Skills for Python Developer Resume
Python is the most in-demand programming language across web development, data engineering, ML, and DevOps automation. Employers want to see specific frameworks and libraries alongside real projects. This guide covers the Python skill clusters that appear most often in job descriptions.
Web & APIs
- FastAPI
- Django
- Flask
- REST APIs
- GraphQL
- Pydantic
- SQLAlchemy
- Celery
Data & ML
- Pandas
- NumPy
- scikit-learn
- PyTorch
- TensorFlow
- Jupyter
- Matplotlib
- Seaborn
Infrastructure & automation
- Docker
- Kubernetes
- Airflow
- AWS Lambda
- Terraform (Python CDK)
- CI/CD
- pytest
- asyncio
Databases & storage
- PostgreSQL
- MySQL
- Redis
- MongoDB
- Elasticsearch
- SQLAlchemy ORM
- Alembic
Resume bullet examples
- Built a FastAPI microservice processing 10K requests/second with sub-20ms p99 latency; deployed on Kubernetes with auto-scaling and blue/green deployments.
- Wrote automated ETL pipeline in Python/Airflow ingesting 50GB/day from 12 sources into PostgreSQL; reduced analyst data prep time from 3 hours to 5 minutes.
- Refactored legacy Django monolith into async FastAPI services; improved throughput 4x and reduced server costs by $40K/year.

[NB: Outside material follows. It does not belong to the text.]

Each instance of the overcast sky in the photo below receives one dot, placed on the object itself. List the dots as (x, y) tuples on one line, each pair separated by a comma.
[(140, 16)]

Python developer resumes must show the domain (web, data, ML, DevOps) alongside framework fluency. Don't just list libraries — show what you built with them and at what scale. Test coverage and code quality habits (pytest, type hints, CI) signal senior-level engineering. WadeCV can tailor your Python skills to each role's specific stack and domain focus.
Common mistakes to avoid
- Listing 'Python' without any frameworks or domain context
- No scale or performance metrics on projects
- Omitting testing, typing, or code quality signals
Frequently asked questions
Should I list all Python frameworks I know on my resume?
List the frameworks relevant to the role you're applying for. A web role wants FastAPI/Django/Flask; a data role wants Pandas/NumPy/Spark; an ML role wants PyTorch/scikit-learn. Tailoring your skills section to each job description is more effective than exhaustive lists.